Open wzm2256 opened 4 years ago
Let me explain why it is important. Because in generative modelling, we need to adjust the data and the Gaussian simultaneously to to match each other. Being biased, although just a little, will lead to zero variance.
Hi, I'm using this code for density estimation and generative modelling. I think Sinkhorn divergence is perfect for such tasks because of it unbiased nature. However, in practice, I find it is slight biased.

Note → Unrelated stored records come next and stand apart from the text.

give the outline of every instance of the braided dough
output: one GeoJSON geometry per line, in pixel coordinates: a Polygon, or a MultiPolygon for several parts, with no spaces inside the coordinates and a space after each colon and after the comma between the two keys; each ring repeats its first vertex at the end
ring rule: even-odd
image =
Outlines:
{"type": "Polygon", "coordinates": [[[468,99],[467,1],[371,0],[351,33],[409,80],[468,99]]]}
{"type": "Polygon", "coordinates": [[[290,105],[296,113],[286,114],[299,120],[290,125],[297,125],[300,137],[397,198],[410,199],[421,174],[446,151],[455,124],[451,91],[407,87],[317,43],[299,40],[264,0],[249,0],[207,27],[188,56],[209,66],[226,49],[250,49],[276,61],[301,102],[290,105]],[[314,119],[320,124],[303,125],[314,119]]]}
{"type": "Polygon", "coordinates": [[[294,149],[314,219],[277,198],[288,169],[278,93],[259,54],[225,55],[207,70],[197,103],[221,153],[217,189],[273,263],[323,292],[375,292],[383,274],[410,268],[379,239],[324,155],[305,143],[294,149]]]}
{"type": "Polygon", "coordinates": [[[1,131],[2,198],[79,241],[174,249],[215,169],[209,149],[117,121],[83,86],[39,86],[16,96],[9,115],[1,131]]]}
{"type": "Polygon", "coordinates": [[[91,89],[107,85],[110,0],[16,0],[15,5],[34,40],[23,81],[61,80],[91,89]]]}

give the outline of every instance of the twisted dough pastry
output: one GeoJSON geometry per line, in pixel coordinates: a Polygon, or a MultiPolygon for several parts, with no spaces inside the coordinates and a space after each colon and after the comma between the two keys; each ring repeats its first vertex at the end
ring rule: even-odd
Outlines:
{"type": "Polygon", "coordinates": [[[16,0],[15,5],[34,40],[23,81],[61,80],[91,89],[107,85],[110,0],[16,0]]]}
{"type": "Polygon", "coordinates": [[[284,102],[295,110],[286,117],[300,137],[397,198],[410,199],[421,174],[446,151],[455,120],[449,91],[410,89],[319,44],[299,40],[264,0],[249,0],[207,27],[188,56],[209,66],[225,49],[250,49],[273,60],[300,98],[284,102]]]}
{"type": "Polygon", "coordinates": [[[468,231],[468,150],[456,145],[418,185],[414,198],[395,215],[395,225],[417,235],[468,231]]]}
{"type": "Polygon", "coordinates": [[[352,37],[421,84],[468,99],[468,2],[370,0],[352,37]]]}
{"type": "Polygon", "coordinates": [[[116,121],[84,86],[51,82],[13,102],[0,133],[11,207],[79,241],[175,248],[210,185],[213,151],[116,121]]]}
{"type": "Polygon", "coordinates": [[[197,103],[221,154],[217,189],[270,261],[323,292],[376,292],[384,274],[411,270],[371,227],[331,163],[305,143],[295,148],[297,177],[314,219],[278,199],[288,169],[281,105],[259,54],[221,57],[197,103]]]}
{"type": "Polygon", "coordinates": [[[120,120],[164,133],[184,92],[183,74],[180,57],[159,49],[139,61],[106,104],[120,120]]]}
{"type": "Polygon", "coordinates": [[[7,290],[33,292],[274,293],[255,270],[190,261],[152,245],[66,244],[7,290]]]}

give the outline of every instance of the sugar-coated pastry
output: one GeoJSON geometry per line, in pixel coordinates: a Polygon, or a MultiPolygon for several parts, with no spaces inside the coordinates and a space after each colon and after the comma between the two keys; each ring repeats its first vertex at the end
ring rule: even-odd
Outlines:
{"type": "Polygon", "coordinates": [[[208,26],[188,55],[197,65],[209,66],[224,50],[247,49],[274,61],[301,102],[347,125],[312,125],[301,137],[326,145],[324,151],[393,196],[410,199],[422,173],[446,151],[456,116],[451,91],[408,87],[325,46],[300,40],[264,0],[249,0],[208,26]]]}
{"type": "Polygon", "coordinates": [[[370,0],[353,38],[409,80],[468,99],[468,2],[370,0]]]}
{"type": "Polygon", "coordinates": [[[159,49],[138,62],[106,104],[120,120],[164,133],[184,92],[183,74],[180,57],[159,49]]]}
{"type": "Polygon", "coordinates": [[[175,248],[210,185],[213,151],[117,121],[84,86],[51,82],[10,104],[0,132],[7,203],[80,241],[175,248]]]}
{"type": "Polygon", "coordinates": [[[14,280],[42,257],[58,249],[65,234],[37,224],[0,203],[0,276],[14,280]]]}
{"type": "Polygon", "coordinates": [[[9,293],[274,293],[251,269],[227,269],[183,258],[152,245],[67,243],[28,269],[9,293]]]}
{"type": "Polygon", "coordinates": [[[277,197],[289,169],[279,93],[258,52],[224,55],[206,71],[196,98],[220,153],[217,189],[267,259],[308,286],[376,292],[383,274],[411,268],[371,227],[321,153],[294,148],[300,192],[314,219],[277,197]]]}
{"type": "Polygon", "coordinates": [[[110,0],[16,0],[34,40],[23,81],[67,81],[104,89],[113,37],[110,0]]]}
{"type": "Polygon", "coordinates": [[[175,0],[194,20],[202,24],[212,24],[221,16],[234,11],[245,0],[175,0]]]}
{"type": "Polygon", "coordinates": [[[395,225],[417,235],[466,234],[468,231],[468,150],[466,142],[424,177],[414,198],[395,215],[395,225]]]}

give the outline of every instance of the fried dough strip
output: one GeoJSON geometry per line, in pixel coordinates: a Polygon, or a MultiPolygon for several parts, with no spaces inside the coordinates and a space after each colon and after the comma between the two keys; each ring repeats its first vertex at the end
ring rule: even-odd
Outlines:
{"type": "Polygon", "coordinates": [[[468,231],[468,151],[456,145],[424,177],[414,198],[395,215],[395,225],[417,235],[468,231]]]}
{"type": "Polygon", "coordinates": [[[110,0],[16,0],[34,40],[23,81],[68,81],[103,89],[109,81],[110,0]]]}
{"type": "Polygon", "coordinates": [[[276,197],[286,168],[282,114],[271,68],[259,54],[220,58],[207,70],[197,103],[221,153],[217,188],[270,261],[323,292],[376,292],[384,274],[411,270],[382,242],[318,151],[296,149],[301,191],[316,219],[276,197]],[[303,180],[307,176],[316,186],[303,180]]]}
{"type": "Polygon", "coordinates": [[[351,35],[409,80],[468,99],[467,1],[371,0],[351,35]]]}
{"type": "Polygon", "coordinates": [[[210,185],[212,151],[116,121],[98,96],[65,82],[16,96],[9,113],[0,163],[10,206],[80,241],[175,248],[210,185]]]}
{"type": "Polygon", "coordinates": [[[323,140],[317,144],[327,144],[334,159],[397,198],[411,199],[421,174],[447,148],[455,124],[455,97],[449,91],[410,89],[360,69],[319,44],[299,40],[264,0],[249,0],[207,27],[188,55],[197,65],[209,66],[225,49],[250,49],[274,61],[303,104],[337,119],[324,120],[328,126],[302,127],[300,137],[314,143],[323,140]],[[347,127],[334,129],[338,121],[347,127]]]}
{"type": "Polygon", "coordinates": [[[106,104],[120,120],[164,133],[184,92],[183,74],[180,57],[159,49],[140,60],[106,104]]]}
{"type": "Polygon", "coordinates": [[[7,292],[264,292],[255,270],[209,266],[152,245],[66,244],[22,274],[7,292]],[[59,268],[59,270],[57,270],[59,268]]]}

Basically, I have several datapoints and a Gaussian distribution. I want to match them so the datapoints can be regarded as samples from the Gaussian distribution. This is a basic setting in generative modelling. Ideally, this will work well because Sinkhorn divergence gets rid of entropic bias of regularized W-distance by adding two self correlation terms. However, the results are still biased.
I present my simple test code here.
I present several experimental facts of this code:
Sinkhorn divergence suffers from bias, and this bias decrease as \epsilon increase, in the limit, MMD works perfectly. When I fix the datapoint and learn the Gaussian distribution. The std of data is 0.97487277. With eps=0.01, 0.1, 0.5, 1, the learned stds of Gaussian are 0.96189475, 0.9575431, 0.96259254, 0.97405905, which are all smaller than the data std. With MMD (uncomment line 38), the learned std are near data std, it could be larger or smaller than than data std in different runs.
This is also true if I learn the data while fixed the Gaussian. Uncomment line 92-96. The std of Gaussian distribution is 1. With eps=0.01, 0.1, 0.5, 1, the data stds are 0.98536015, 0.9891638, 0.9949019, 0.9966444. With MMD, the learned data std is 1.0002198.